SONIA determined PPV and NPV for TCD/MRA rather than sensitivity and specificity. Determining sensitivity and specificity directly would require that every patient having noninvasive testing also undergo angiography regardless of the result of the noninvasive test. The risks and costs of angiography are too high to ethically justify such a design. To calculate sensitivity and specificity from the SONIA data, corrections must be made to account for verification bias. Verification bias occurs when abnormal test results are verified more often than normal test results and commonly causes an overestimation of sensitivity (minimizing false negatives) and an underestimation of specificity (maximizing false positives).

In SONIA, only patients with positive TCD/MRA tests in a symptomatic vessel had angiography for safety and cost reasons, so verification bias may be present. This problem was partially corrected by correlating the noninvasive results of the normal vessels with the angiograms of those vessels. Additionally, a mathematical correction for verification bias will be performed as a separate study that reflects an exploratory aim of the SONIA trial.

Using the same criteria for patients entering SONIA and WASID ensured that the noninvasive tests examined in SONIA were performed in a symptomatic and readily identifiable patient population. Bias was avoided by requiring that all patients undergoing angiography were included in SONIA, regardless of the results of angiography. Without this requirement, patients with negative angiograms who were not enrolled in WASID would not be enrolled in SONIA, and the noninvasive tests would have a falsely high PPV. SONIA met other important criteria for reliable assessment of diagnostic tests: blinded measurements, prospective enrollment, the use of standardized techniques, and the use of a reference standard—catheter angiography.

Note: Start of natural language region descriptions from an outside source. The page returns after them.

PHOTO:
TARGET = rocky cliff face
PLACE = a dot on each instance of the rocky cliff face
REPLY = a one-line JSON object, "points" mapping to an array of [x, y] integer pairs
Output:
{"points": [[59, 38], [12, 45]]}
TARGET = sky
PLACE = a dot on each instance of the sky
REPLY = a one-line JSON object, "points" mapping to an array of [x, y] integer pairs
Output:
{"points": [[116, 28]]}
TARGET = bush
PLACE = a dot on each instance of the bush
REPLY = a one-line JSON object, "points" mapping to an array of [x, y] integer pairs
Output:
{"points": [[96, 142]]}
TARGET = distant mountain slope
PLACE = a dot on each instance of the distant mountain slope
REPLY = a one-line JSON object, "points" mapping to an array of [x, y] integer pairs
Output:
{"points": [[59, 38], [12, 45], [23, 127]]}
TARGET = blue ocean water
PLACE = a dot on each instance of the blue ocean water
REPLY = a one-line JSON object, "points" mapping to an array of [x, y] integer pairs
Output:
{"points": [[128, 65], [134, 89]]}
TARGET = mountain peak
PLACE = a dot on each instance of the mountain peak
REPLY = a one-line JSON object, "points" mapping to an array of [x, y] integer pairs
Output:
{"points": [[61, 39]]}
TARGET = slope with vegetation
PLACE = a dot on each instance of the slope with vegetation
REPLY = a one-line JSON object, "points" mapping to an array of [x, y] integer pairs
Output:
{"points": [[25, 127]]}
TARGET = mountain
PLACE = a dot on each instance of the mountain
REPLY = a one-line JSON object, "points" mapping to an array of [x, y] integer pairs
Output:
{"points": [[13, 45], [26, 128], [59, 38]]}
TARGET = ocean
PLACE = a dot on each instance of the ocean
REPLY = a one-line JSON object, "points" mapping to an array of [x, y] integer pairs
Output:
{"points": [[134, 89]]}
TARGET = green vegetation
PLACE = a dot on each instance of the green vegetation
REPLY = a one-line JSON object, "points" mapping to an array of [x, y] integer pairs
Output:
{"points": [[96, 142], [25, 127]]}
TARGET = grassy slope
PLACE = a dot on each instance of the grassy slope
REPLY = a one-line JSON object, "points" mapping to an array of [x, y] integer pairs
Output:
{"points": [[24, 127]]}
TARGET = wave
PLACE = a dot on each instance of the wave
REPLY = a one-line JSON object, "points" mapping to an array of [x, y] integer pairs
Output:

The SONIA data set provides an initial starting point for clinicians and researchers to use these tests because the cutpoints are flexible. Because the cutpoints generally employed measurements of continuous variables, velocity on TCD, or percentage of stenosis on MRA, the cutpoints can be adjusted as needed to target unique cohorts of patients. When evaluating patients, test cutpoints can be readily adjusted to take advantage of the relatively strong NPV of the tests to exclude severe (>70%) intracranial stenosis in patients, which carries a particularly dire prognosis.³⁰ Physicians have reliable SONIA data on which to base decisions made after TCD or MRA, including referral to angiography for emerging therapies such as angioplasty and stenting.